Monday 4 April 2016

A rate cut by RBI now, will only show its effect after few months

Global economic uncertainty has reduced with many foreign regulators taking action to address the same. The inflation has also not risen much inspite of previous rate cuts. The government has also decided to stick to its target of keeping the fiscal deficit to 3.5% of GDP. 

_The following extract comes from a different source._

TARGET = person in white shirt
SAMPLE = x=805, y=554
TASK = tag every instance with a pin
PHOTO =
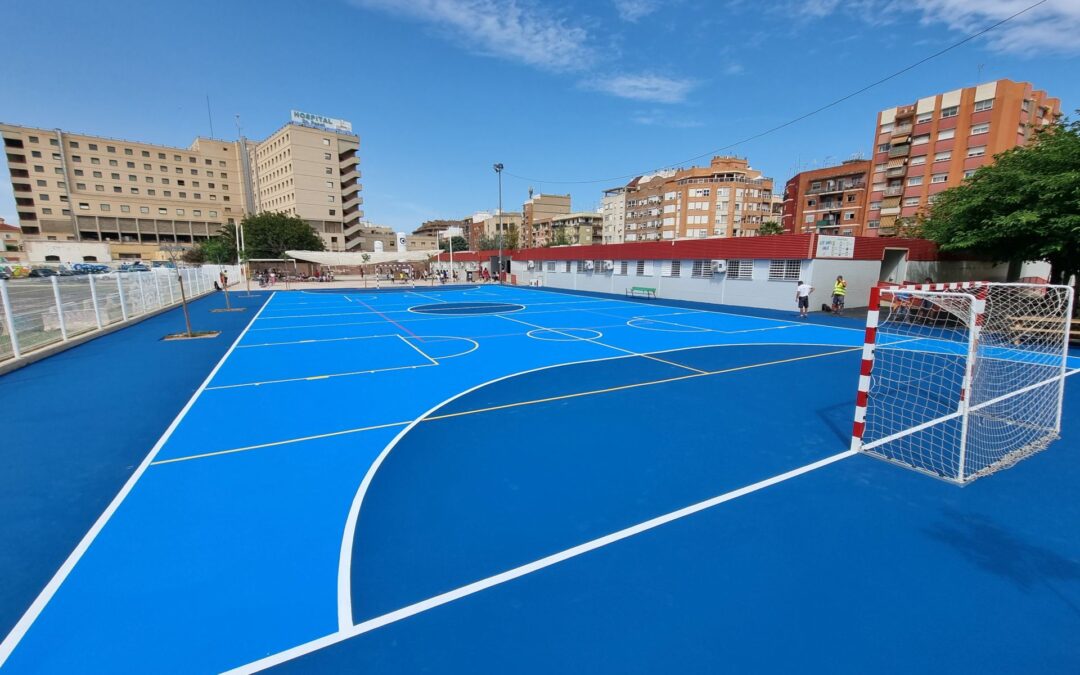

RBILast year, RBI cut the policy rates by a total of 1.25%. But unfortunately, there was no visible impact of these rate cuts, as borrowers showed no interest in applying for fresh loans. One of the reasons for this could be that banks themselves didn’t pass on the benefits fully to borrowers.
 
But as of now, various factors that influence RBI’s decision of rate cuts are pointing towards another cut soon. Global economic uncertainty has reduced with many foreign regulators taking action to address the same. The inflation has also not risen much inspite of previous rate cuts. The government has also decided to stick to its target of keeping the fiscal deficit to 3.5% of GDP.
 
All these factors have strengthened the case for RBI reducing the rate in the new financial year.
 
Even if one was to do some crystal-ball gazing for FY17, it will be found that with oil prices are expected to remain low and with monsoons expected to be normal, the chances of inflation increasing are pretty low. Some experts believe that in 2016, RBI might cut rates by atleast 0.50%. Of this, it is likely that 0.25% would be offered in the next policy review meet on 5th April. But RBI has in recent times surprised the markets with larger than expected rate cuts. So it’s possible that one might get to see a bigger round of easing than widely expected (-) 0.25%. As for the second round of rate cuts, it will could come after the impact of monsoon at the ground level.
 
But having said that, it must be noted that despite the 1.25% cut in rates, there hasn’t been much improvement in capacity utilization or companies’ interest coverage ratios. So the expectation that the anticipated 0.50% monetary easing will change things overnight, are bound to be met with disappointment. At best, the optimists should expect to see the benefits of future rate cuts only after few months.